With respect, may I suggest that it would be change for the worse to eliminate this most valued feature of democratic government?  While we cousins from across the pond tend to export some of our worst products, such as fast food, Desperate Housewives, and shock and awe, we also learn from our best imports, of which your historic right to a jury has become our core value.

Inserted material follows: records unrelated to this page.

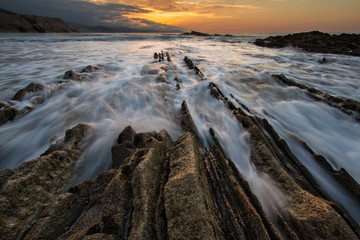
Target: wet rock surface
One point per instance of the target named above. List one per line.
(348, 106)
(163, 188)
(31, 186)
(347, 44)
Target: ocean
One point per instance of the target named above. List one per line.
(131, 88)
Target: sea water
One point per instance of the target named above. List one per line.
(125, 91)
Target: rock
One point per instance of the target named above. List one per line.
(190, 211)
(32, 87)
(7, 114)
(188, 124)
(61, 213)
(26, 192)
(146, 189)
(241, 212)
(120, 152)
(315, 41)
(20, 94)
(123, 202)
(311, 217)
(35, 87)
(127, 135)
(13, 22)
(89, 69)
(348, 106)
(72, 75)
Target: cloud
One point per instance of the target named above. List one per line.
(86, 13)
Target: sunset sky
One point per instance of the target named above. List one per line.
(212, 16)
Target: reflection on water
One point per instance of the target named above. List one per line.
(127, 91)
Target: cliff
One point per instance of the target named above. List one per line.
(13, 22)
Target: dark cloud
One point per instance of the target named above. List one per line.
(86, 13)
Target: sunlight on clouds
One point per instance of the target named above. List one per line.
(243, 16)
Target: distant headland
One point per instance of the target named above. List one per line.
(315, 41)
(13, 22)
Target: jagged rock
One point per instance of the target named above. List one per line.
(25, 193)
(315, 41)
(127, 206)
(124, 147)
(197, 34)
(89, 69)
(32, 87)
(35, 87)
(146, 188)
(348, 106)
(72, 75)
(61, 213)
(162, 77)
(7, 114)
(311, 217)
(188, 124)
(127, 135)
(20, 94)
(190, 211)
(178, 86)
(168, 58)
(241, 212)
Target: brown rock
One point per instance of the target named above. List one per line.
(89, 69)
(7, 114)
(188, 124)
(61, 213)
(189, 209)
(72, 75)
(20, 94)
(146, 188)
(12, 22)
(128, 134)
(24, 195)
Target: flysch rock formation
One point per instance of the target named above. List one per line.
(163, 188)
(346, 105)
(13, 22)
(315, 41)
(35, 93)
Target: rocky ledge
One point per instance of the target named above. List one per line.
(13, 22)
(162, 188)
(318, 42)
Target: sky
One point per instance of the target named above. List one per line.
(211, 16)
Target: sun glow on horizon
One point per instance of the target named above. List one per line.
(230, 16)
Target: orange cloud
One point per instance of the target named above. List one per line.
(234, 16)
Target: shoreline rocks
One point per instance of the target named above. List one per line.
(13, 22)
(315, 41)
(163, 188)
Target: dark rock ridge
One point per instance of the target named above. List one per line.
(200, 34)
(13, 22)
(349, 106)
(318, 42)
(160, 189)
(191, 65)
(35, 93)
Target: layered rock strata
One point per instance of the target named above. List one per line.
(307, 212)
(349, 106)
(27, 190)
(161, 189)
(315, 41)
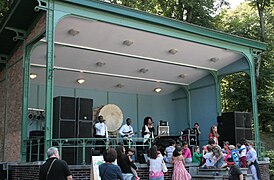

Over my years of being a trial lawyer in civil cases throughout the United States, each judge has informed the juries that one of the most important functions any government may provide its citizens is a respected way to resolve serious disputes that arise in ordinary course, that is to say, a justice system.   The jury system is the only governmental function in which ordinary citizens and subjects play a vital role in the running of the country’s affairs, to decide what the facts are in those disputes.   It is not left to bureaucrats, to specialists, or even to judges, but to twelve ordinary citizens or subjects who, in my experience, devote themselves fully to the resolution of one problem – the case.   I may say that over my forty years as a courtroom lawyer, jurors who often arrive somewhat unhappily at being pulled from their daily lives invariably complete their service with a sense of great pride in having been called upon to devote their life’s experiences to the sifting of evidence and the weighing of the court’s instructions to do what is right, without influence from political parties, fear of future elections, or other pressures.  It is usually the only case they will ever hear.

Finally, in our experience, those who wish to do away with civil juries often are those who believe such radical change will make it easier for them to avoid responsibility for the conduct that has brought them into court – juries call them to account, and rightly so.

Jack W. London is an American trial lawyer from Austin, Texas, who has argued cases throughout the United States, and a novelist.